If it's provably input-conditional then of course it's impossible. But the C implementation does not have to obey the sequence point rules or perform observable effects in the correct order for invocations that contain UB, and it doesn't have to implement "possible" non-UB-containing invocations if you can't find them. E.g. if you write a program to search for a counterexample for something like the Collantz Conjecture, that loops trying successively higher numbers until it finds one and then exits, GCC may compile that into a program that exits immediately (since looping forever is, arguably, undefined behaviour) - there's a real example of a program that does this for Fermat's Last Theorem.
> If it's provably input-conditional then of course it's impossible.
My entire point pertains to programs with input-conditional UB: that is, programs for which there exists an input that makes it result in UB, and there also exists an input that makes it not result in UB. Arguably, it would be more difficult for the implementation to prove that input-dependent UB is unconditional: that every possible input results in UB, or that no possible input results in UB.
> But the C implementation does not have to obey the sequence point rules or perform observable effects in the correct order for invocations that contain UB
Indeed, the standard places no requirements on the observable effects of an execution that eventually results in UB at some point in the future. But if the UB is input-conditional, then a "good" execution and a "bad" execution are indistinguishable until the point that the input is entered. Therefore, the implementation is required to correctly perform all observable effects sequenced prior to the input being entered, since otherwise it would produce incorrect behavior on the "good" input.
> E.g. if you write a program to search for a counterexample for something like the Collantz Conjecture, that loops trying successively higher numbers until it finds one and then exits, GCC may compile that into a program that exits immediately (since looping forever is, arguably, undefined behaviour) - there's a real example of a program that does this for Fermat's Last Theorem.
That only works because the loop has no observable effects, and the standard says it's UB if it doesn't halt, so the compiler can assume it does nothing but halts.
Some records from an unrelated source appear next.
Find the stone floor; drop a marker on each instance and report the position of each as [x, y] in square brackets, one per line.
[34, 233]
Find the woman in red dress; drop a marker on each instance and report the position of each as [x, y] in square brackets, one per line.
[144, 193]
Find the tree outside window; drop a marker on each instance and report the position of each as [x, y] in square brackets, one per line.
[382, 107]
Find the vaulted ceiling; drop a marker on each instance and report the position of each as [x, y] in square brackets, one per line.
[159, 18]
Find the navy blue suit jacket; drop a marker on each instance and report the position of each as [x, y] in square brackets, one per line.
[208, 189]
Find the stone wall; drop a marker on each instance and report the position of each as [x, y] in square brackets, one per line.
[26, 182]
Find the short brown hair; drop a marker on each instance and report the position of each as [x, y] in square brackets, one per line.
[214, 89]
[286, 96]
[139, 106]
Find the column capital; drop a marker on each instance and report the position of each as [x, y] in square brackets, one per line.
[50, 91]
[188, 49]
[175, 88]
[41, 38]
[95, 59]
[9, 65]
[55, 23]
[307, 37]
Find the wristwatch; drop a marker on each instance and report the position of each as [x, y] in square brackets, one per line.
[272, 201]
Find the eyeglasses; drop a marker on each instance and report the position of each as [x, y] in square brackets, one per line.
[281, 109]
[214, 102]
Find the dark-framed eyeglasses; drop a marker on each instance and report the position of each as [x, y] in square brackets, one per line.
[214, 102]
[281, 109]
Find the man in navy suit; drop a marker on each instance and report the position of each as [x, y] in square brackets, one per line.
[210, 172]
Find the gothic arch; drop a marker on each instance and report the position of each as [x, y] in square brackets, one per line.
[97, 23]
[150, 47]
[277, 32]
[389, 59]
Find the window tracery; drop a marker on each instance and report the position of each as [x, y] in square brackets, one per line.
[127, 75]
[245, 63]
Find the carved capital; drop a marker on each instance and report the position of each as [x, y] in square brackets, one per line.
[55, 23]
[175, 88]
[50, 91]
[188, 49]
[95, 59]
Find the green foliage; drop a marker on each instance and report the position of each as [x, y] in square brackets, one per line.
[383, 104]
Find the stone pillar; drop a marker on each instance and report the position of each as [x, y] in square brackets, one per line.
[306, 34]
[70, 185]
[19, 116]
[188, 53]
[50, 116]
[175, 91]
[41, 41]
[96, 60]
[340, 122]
As noted on https://blog.regehr.org/archives/140, if you try to print the resulting values, then the compiler is actually required to run the loop to determine the results, either at compile time or runtime. (If it correctly proves at compile time that the loop is infinite, only then can it replace the program with one that does whatever.)
It's also irrelevant, since my point is about programs with input-conditional UB, but the FLT program has unconditional UB.